His head dropped forward, eyes a few inches from mine and, in that impulsive shared grin, I knew he'd guessed I enjoyed a "buzz" as much as he did. I didn't care. It felt good not to care.

"What I was really hoping for, though," he continued, leaning against me as he whispered, "was the chance to make a little extra on the side. Lift a pair of gold cuff links here, a diamond tennis bracelet there, maybe a--" He lifted a silver-banded watch and peered at the face. "Cartier. Damn, that's nice."

I glanced down at my bare wrist. "How'd you--?" I remembered him moving closer, rubbing against me, and I let out a laugh. "You're good."

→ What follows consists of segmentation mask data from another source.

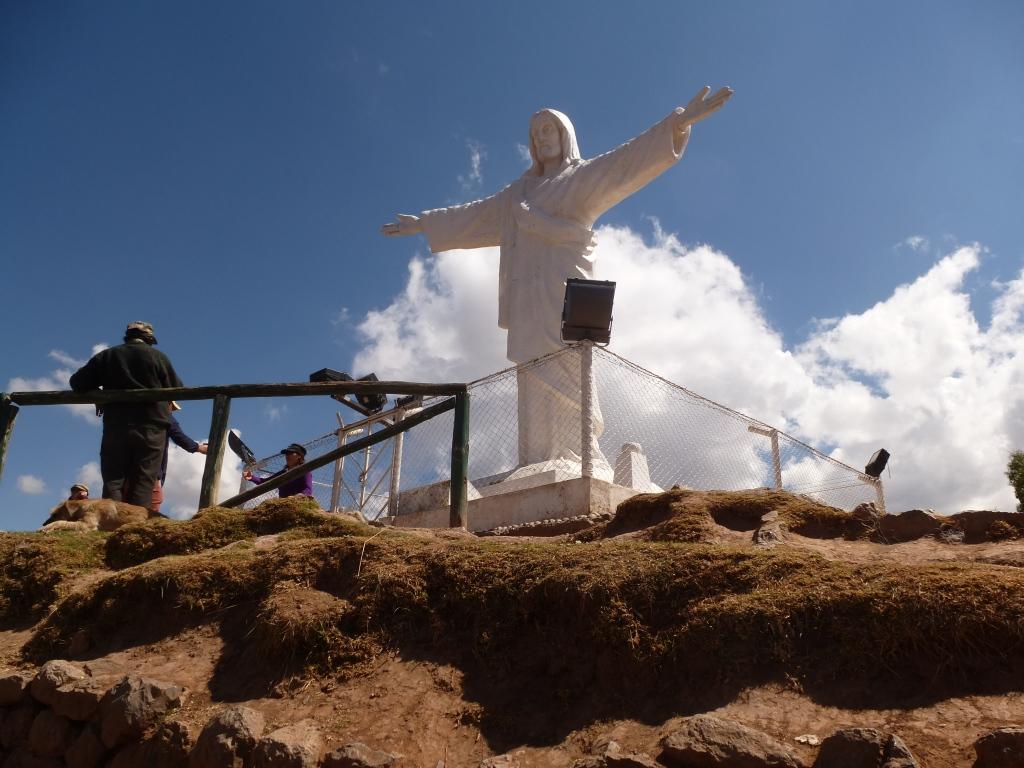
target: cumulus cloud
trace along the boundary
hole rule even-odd
[[[888,448],[892,510],[1015,508],[1003,473],[1024,446],[1024,273],[995,286],[983,327],[965,287],[983,249],[955,248],[787,346],[726,254],[657,225],[597,236],[598,276],[618,283],[612,351],[854,467]],[[421,381],[505,368],[496,305],[496,249],[416,255],[404,290],[359,323],[353,368]]]
[[[78,468],[78,472],[75,475],[75,482],[82,483],[89,487],[90,496],[99,496],[102,493],[103,488],[103,476],[100,474],[100,464],[98,461],[90,461],[87,464],[83,464]]]
[[[46,493],[46,483],[35,475],[19,475],[15,483],[18,490],[31,496],[38,496]]]
[[[533,158],[530,157],[530,148],[525,144],[520,144],[518,141],[516,142],[516,155],[522,161],[523,168],[529,168],[533,165]]]
[[[160,511],[168,517],[183,520],[192,517],[199,507],[199,488],[203,482],[206,456],[184,451],[174,443],[167,450],[167,482],[164,484],[164,504]],[[241,462],[231,452],[225,452],[218,498],[223,501],[234,496],[238,493],[241,481]]]
[[[483,162],[487,158],[484,145],[475,139],[466,139],[469,150],[469,171],[458,175],[459,186],[466,194],[476,192],[484,181]]]
[[[95,344],[92,347],[92,354],[95,355],[100,350],[106,348],[106,344]],[[55,368],[45,376],[39,376],[37,378],[15,376],[7,382],[7,390],[9,392],[52,392],[56,390],[70,389],[71,386],[68,384],[68,380],[71,378],[71,374],[86,363],[85,360],[69,355],[61,349],[51,349],[47,353],[47,357],[59,363],[60,367]],[[99,418],[96,416],[95,406],[65,405],[62,407],[69,409],[73,414],[84,419],[90,424],[100,423]]]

"Thank you." He turned the watch over in his hands. "An older model, but in excellent condition. No scratches on the face. No engraving on the back. I bet I could flip this for two, three hundred."

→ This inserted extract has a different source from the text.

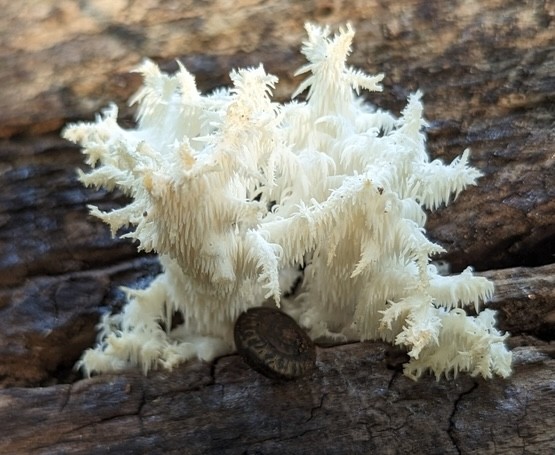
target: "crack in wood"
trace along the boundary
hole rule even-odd
[[[457,396],[455,401],[453,402],[453,409],[451,411],[451,415],[449,415],[447,434],[449,435],[449,439],[451,439],[451,442],[453,443],[453,447],[455,447],[455,449],[457,450],[457,453],[459,453],[459,454],[461,454],[462,451],[459,447],[457,437],[454,434],[455,433],[455,427],[457,425],[457,423],[456,423],[456,414],[459,410],[459,406],[460,406],[462,400],[465,397],[467,397],[468,395],[472,394],[472,392],[474,392],[478,387],[479,387],[478,381],[474,381],[472,386],[468,390],[465,390],[465,391],[461,392]]]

"Try twenty bucks. It's a Cartier, but a cheap one. I got it for graduating high school."

"Must be nice. Know what I got for graduating high school? Well, I didn't actually graduate, but if I had, I'm sure there would have been a lovely Timex in it for me. I still say this is worth at least a hundred, for the name value alone, but I could be persuaded to let it go for less...to the right girl. Perhaps in exchange for a token of appreciation for my amazing talents?"

"Like a smack upside the head for stealing from me?"

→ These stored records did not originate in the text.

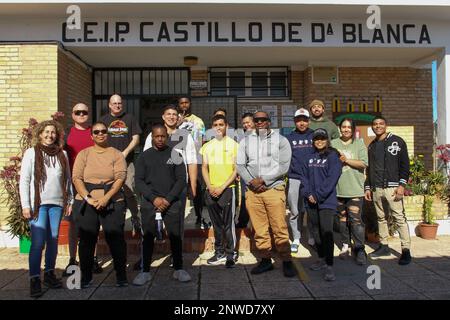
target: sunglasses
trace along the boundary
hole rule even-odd
[[[87,116],[89,112],[87,112],[86,110],[75,110],[73,114],[76,116]]]
[[[103,130],[93,130],[92,133],[95,134],[95,135],[99,135],[100,133],[101,133],[101,134],[107,134],[107,133],[108,133],[108,130],[106,130],[106,129],[103,129]]]
[[[253,121],[254,121],[255,123],[258,123],[258,122],[266,122],[266,121],[269,121],[269,118],[254,118]]]

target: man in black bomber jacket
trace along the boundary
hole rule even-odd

His eyes glinted and he bared his teeth in a grin that sent a delicious shiver through me. "Perhaps next time. Tonight--" He waved at the party below. "Tonight is for genteel, civilized solutions. Tonight, you are the sixteen-year-old debutante and I'm the cad who swiped your watch and is holding it for ransom." He slid around to face me and dangled the watch between us. "So what would I get?"

"A smack upside the head."

He chuckled.

"But, if it's genteel solutions we're looking for..."

I leaned forward and kissed him. His lips parted against mine in a kiss as sweet as any I'd hoped for when I had been sixteen, fending off insistent hands and wet lips, dreaming of something a little more...genteel.

We kissed until a noise from the hall made me pull back. I opened the door and peeked out. It was just Max making his rounds of the second floor. An exchange of thumbs-up and he went on his way.

Jaz still sat where I'd left him. "I don't suppose you have any more jewelry I can steal."

I took back my watch. "I do, but you're not going to get it--or find it--that easily."